Тот понимающе подмигнул, полез в глубокий карман халата. Мне уже было жарко. Горький и мокрый воздух парка, холод, горький ветер вечернего города. «Спички есть?» Нет, мотнул головой я. Сосед, зажав спичку в тёмных, крепких ладонях, дал мне огоньку. «Ароматные». Курил я их давно, мокрой осенью, нищей и невезучей. Шестьдесят седьмой год. Петроградская сторона; деревянные чёрные мосты над чёрной осенней водой. Тяжёлый густой туман на безлюдном Кировском проспекте в праздничную ночь. В тумане звучные шаги. И мужской голос, мягко влюблённый: вы хорошо помните рассказ Бунина «Натали»? героиня там удивительно похожа на вас; и женский голос, пленительный в ночном тумане, задумчивый и смеющийся, что-то отвечает ему.
Вечерний ветер в парке клиники холодом обжимает мой горячий лоб, острым и приятным холодом забирается на грудь, под бинты. Вечер поздней осени, ветер Фонтанки и Загородного проспекта, ветер мрачного, холодного Финского залива.
– Хорошо? – понимающе спросил сосед.
Хорошо, сосед. Хорошо! Я был очень ему благодарен. И наконец-то я мог отдохнуть… отдохнуть. После всех бед, мучений. Пьянея, я отдыхал, чувствуя, как боль уходит, глядя на вечерний парк, на Загородный, где уже медленно разгорались над трамвайными путями, влажным булыжником сиреневые ртутные фонари. Трамваи гремели, под фонарями, за чёрной узорной оградой; листья на чёрной земле. Я курил, глубоко, наслаждаясь тем, как холод и горечь осени проникают в горячий пахучий дым. Хорошо. Вот и кончились мои муки. Теперь уже всё замечательно хорошо. Эй. Приятель. Ты что? Ты куда? Приятель!.. И я с наслаждением ткнулся лицом в мокрые листья.
…несут несут несут бегом куда-то всё выше выше кругами выше гневно кричат кричат Наташа красивая медсестра потерянно горько горько плачет плачет лязг металл металл металлический светлый софит мутный свет омерзительный запах не хочу! (Четвёртая операция.)
Когда я вновь увидел окно, на деревьях лежал чистый снег.
IV
…Деревья в снегу.
Зима была длинной, снежной. Гельвеций, двухтомник которого я нашел в шкафу, содержащем библиотеку клиники, стал моим медленным собеседником в эту белую зиму.

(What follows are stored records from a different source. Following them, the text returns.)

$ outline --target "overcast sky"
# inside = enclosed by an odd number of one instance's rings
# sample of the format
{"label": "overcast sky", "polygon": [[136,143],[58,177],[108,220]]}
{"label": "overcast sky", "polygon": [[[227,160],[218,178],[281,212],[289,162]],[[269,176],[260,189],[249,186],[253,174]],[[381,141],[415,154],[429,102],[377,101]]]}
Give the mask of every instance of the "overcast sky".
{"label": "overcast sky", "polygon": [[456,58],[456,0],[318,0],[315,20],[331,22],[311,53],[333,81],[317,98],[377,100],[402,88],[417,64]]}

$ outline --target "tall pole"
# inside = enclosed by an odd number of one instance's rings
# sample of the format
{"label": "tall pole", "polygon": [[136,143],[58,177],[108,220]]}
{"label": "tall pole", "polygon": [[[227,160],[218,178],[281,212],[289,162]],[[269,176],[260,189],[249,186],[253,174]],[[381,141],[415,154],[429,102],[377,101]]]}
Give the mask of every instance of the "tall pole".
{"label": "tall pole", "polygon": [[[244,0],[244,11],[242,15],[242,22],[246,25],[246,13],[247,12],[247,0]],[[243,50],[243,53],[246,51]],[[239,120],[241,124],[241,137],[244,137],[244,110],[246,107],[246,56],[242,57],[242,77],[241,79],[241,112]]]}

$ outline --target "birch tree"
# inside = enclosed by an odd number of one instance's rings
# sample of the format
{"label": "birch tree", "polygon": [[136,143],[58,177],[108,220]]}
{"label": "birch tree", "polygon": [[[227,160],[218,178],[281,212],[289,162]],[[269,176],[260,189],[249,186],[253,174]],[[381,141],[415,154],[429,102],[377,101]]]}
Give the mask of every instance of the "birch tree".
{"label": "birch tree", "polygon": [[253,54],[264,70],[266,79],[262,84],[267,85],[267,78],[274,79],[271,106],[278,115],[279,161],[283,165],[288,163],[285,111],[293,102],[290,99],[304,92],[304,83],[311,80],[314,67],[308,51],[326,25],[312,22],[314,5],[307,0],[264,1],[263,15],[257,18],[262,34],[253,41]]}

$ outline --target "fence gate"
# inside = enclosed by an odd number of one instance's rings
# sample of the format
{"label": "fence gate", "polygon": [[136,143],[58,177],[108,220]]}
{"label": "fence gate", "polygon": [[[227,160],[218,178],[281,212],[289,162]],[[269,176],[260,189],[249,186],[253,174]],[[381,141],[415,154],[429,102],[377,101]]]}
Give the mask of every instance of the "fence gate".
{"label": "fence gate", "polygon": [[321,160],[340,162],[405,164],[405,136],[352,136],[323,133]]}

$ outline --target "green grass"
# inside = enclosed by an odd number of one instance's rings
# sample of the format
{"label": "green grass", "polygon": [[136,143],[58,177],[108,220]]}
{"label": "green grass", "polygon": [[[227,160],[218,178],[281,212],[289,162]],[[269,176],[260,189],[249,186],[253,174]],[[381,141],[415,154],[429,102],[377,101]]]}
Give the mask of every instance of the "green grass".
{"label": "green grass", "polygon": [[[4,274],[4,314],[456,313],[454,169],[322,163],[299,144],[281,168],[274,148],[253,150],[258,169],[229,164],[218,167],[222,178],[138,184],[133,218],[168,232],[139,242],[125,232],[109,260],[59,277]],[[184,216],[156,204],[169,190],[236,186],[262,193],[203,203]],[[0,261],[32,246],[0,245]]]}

Я прочитывал несколько строк, утомлённо опускал книгу на покрывало и подолгу думал, о всяком. От белых прохладных страниц веяло чистотой, выстуженной зимой.
Зима лежала за окнами.
Снежный пустой парк. Тёмная синева уходила, становилось белым-бело, и мутные, синие, вечерние сумерки ложились на снег.
Все чувства мои пребывали в забытьи. Не очень понятные, нетвёрдо связанные, и вовсе разрозненные мысли шли медленно по вольным широким кругам. Отрешённо, холодно наблюдал я их безразличное ко мне кружение, начало бравшее из снегов.
Когда я пытался из белых высот снегов оглянуться на тёмную осень, то мой взгляд не встречал ничего. Там был чёрный и утомляющий пустотою провал. Я многое понимал. Понимал, что однажды случилось несчастье: непоправимое… нет, не со мной.
Несчастье случилось в
Всё это называлось: зима. Синие, заснеженные утра таинственно назначены были мне началом. Нужно было учиться заново жить: чего я не хотел.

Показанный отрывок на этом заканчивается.